I tone down my drinking before challenging athletic events. For example, the night before my first marathon I only had two pints of guinness. This might seem like it is not a problem. But it really is. I am a 100 lb. female who usually drinks 3-5 pints each night. I can't seem to function for more than two days without at least one drink per night. When I try to stop drinking I can not sleep. Each day I have awful anxiety attacks, sweaty palms and feet, and I tend to organize my day around how I will procure my beer that evening.
I am self employed and work different hours every day. If I book a job that starts after 8pm I wonder how I will get my drinking done. I usually figure it out (I stay up later so I can finish my drinking).
Being self employed in this difficult economy has also lead me to brokeness. I have always thought I was sane but last week I ate one meal a day and drank 3 beers a night. I think that this is the behavior of an addict. If I spent my beer money on food I might be happy. I might be full.
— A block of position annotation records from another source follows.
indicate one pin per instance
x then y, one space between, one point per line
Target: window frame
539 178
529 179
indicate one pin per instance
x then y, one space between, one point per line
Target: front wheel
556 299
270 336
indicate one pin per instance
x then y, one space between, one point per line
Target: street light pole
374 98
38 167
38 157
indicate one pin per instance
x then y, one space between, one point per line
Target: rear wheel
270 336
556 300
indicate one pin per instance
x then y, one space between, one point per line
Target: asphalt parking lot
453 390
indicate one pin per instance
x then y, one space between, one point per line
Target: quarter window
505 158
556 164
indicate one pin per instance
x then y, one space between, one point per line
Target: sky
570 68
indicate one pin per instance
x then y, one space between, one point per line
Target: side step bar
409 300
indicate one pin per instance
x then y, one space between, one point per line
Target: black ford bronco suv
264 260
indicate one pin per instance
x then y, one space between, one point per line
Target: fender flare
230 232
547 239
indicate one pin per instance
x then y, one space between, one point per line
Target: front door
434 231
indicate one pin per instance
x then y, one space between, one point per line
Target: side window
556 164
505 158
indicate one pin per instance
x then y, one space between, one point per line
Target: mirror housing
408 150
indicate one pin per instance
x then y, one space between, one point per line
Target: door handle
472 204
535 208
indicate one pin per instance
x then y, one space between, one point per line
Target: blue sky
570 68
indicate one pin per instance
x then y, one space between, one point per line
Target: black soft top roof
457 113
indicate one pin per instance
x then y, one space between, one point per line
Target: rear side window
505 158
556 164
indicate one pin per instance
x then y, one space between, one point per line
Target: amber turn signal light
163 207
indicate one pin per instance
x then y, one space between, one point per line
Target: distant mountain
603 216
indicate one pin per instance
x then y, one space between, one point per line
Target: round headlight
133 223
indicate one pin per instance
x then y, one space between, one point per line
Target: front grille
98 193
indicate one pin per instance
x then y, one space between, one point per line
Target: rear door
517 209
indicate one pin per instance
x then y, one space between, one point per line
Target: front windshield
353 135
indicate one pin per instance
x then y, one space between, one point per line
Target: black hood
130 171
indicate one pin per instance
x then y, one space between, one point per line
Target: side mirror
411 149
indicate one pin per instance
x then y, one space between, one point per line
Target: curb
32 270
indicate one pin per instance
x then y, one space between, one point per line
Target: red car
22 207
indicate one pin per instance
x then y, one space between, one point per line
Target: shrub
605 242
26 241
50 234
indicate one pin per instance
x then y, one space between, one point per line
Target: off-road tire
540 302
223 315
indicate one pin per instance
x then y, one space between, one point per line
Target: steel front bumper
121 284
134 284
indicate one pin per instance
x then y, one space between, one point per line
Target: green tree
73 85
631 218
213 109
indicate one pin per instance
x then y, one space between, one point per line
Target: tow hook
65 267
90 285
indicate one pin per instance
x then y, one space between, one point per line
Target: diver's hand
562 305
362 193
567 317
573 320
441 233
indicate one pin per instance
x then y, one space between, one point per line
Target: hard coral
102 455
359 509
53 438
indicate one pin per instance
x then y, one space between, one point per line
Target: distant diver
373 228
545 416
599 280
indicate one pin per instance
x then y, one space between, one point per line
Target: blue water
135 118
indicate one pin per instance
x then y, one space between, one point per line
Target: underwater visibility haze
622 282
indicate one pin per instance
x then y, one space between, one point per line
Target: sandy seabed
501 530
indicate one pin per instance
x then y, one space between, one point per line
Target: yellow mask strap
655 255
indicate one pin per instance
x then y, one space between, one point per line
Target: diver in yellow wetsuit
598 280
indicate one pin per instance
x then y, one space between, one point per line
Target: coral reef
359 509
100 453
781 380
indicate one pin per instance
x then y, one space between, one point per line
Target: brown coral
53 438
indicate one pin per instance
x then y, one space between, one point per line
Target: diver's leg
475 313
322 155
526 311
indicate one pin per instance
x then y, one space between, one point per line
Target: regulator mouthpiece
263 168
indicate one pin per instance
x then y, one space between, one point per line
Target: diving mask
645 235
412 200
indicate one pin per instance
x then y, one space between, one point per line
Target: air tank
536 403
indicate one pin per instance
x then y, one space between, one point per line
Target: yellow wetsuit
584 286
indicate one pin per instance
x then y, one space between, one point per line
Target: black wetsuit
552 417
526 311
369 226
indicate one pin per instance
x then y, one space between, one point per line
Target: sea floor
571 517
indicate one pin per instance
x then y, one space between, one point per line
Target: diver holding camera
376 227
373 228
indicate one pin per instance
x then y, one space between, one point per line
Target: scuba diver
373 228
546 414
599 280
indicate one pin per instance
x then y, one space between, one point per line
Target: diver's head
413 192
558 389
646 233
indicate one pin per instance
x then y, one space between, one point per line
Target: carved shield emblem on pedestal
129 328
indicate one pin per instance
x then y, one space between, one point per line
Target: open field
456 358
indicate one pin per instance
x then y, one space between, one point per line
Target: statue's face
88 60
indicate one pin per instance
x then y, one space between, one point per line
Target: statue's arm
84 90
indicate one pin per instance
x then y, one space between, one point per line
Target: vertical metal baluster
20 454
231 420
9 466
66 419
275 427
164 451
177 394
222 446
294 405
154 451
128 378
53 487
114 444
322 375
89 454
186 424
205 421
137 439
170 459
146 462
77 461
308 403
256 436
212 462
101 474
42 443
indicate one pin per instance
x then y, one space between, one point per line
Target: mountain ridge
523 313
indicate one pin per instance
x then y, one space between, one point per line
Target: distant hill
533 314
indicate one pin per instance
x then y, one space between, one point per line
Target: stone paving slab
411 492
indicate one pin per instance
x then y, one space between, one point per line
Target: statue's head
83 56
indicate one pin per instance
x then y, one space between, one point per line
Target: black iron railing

Everything in my life is about to change. I currently own a home but I am putting it on the market and becoming a renter. I am selling everything I do not need. I want to let go of my past and move confidently towards an unknowable future. Life feels really uncertain and strange right now but I am willing to evolve. I just need the strength to do it now. I want to quit drinking on monday and make it last for thirty days. During these thirty days I will be preparing my home for a sale and figuring out what is next. It sucks, actually. I have always felt the need to move forward but I have a stubborn side that wants everything to remain the same.